Muitos jogadores destacam que o DLSS 5 ajuda a tornar a exploração espacial mais imersiva, já que ambientes vastos e cheios de elementos passam a rodar de forma mais estável, sem quedas bruscas de desempenho. Para quem busca gráficos de ponta, a tecnologia é vista como um avanço que coloca Starfield em um patamar mais moderno, aproveitando ao máximo placas de vídeo compatíveis.
Sobre Starfield
Quando a Bethesda Game Studios fala em liberdade, muita gente já pensa em mundos abertos gigantes, escolhas, exploração e aquele estilo que mistura RPG com ação. Com Starfield, a ideia foi ir além disso e jogar tudo para o espaço, literalmente. Não é só mais um RPG, mas uma tentativa de criar um universo inteiro onde o jogador decide o próprio caminho.

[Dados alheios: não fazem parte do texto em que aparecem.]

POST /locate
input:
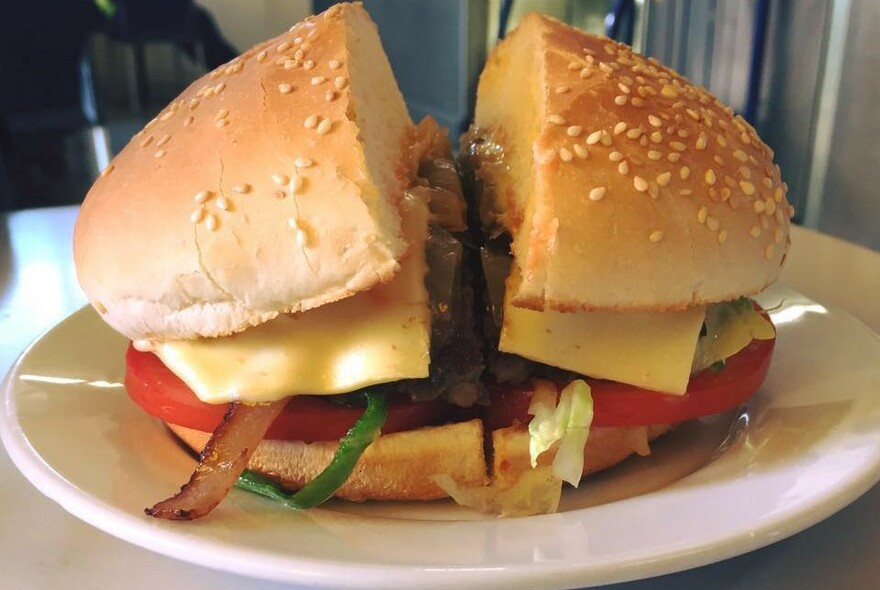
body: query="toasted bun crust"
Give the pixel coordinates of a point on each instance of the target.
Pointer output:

O projeto não surgiu do nada. A ideia de Starfield já rondava a cabeça do estúdio antes de 2013, mas começou a ganhar forma de verdade depois de Fallout 4. O anúncio oficial veio na E3 2018, com aquele teaser misterioso que já deixava claro: seria a primeira nova franquia da empresa em mais de 25 anos .
A proposta sempre foi ambiciosa. O próprio Todd Howard chegou a descrever o jogo como “Skyrim no espaço”, fazendo referência direta a The Elder Scrolls V: Skyrim. A ideia era pegar aquela liberdade clássica da Bethesda e aplicar em um cenário de ficção científica, com exploração de sistemas estelares inteiros .
O lançamento aconteceu em 6 de setembro de 2023 para PC e Xbox Series X/S . Desde o início, o jogo chamou atenção pelo tamanho. São centenas de planetas, sistemas estelares espalhados pela galáxia e uma sensação constante de que sempre tem algo novo para descobrir. Essa escala gigantesca virou um dos pontos mais comentados da experiência.
Dentro do jogo, o jogador entra em um grupo de exploradores espaciais e parte em busca de artefatos misteriosos enquanto viaja por diferentes regiões da galáxia . Ao longo do caminho, aparecem facções, missões secundárias, escolhas morais e aquela estrutura clássica de RPG onde você molda o personagem do seu jeito, seja no combate, na diplomacia ou na exploração.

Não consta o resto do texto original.